Old Time Sayings

you can get glad in the same pants you got mad in or if your gonna dish it out you better be able to take your scoops or if you dont go to school you better have a job no job no bed
 

My grandad used to say, "this country is going to hell in a handbasket".

"if it walks like a duck and quacks like a duck, then it's probably a duck".

"that ain't worth a plug nickle".
 

"Is the pope a catholic"

"Does a bear crap in the woods"

"If it aint broke don't fix it"

"Don't let the cat out of the bag"

"Loose lips sink ships"

"Better safe than sorry"

"Make like a tree and leave"

GG~
 

Make like a shepherd and get the flock out of here...

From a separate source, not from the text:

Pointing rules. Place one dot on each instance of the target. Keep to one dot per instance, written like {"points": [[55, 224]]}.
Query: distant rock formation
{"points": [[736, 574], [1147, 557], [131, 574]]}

Make like a hockey player and get the puck out of here...
 

Well, she might have looked finer than frog's hair to you because you were drunker than a hoot owl, (or hooter than a drunk owl) but to me she looked like she was rode hard and put up wet. In Oklahoma, it used to rain like a cow p*ssing on a flat rock, but up here it might snow *ss deep to a tall giraffe. Well, I gotta go see a man about a dog.
 

One that stuck in my mind from my grandfather was "You give a man a fish, he has 1 meal - You teach that man how to fish, then he'll never go hungry again".
I doubt if he invented it, haven't heard it anywhere else tho.
 

"You make about as much sense as a soup sandwich"

"That's more fouled up than Chineese music with a bagpipe background"
 

Give a man a fish, and he will eat for one day. Teach a man to fish, and he'll stay drunk all day in a boat out on the lake.
 

I'm so hungry my gutt thinks my throats been cut
 

Slicker than snot on a doorknob Scarcer than hens teeth
She's so ugly she'd make a freight train take a dirt road Up the stream without an oar
He looks like he kissed a Mack Truck
She's hotter than hell on wheels
That's so sour it would make a pig squeal
I'd jump on that, like a hog on slop
A few bricks short of a load
Not the brightest crayon in the box
If brains were dynamite, he'd be dangerous
Dumber than a coal bucket
I wish you'd look at the dirt on the back of your neck
Quiet as a mouse
Strong as an ox
Fit as a fiddle
Colder than a well diggers butt
Three little words that will freeze your heart Cold Toilet Seat
You scratch my back, I'll scratch yours
 

There are only 3 kinds of people in this world - Those who can count, and those who can't.
 

When we were younger they liked to put the boys in different parts of the field to work, cause they said 'one boy is a boy. Two boys are half a boy. And three boys is no boy at all.'
 

First time my dad heard me playing a stepnwolf album: "That crap sounds like a dying calf in a hail storm"!

Other things he said "colder than a witches tit in a brass bra" ll have to remember more now that this thread has me thinking of them lol.
 

Once worked with a guy who wanted to be called "Slick" ... could have been a stunt double for the wrestler Junk Yard Dog (and was about as crazy!).

You've probably heard the expression: "I'll dance at your wedding." Well, there is an equally old one you don't hear much but it was his favorite ... "I'll dance at your funeral!"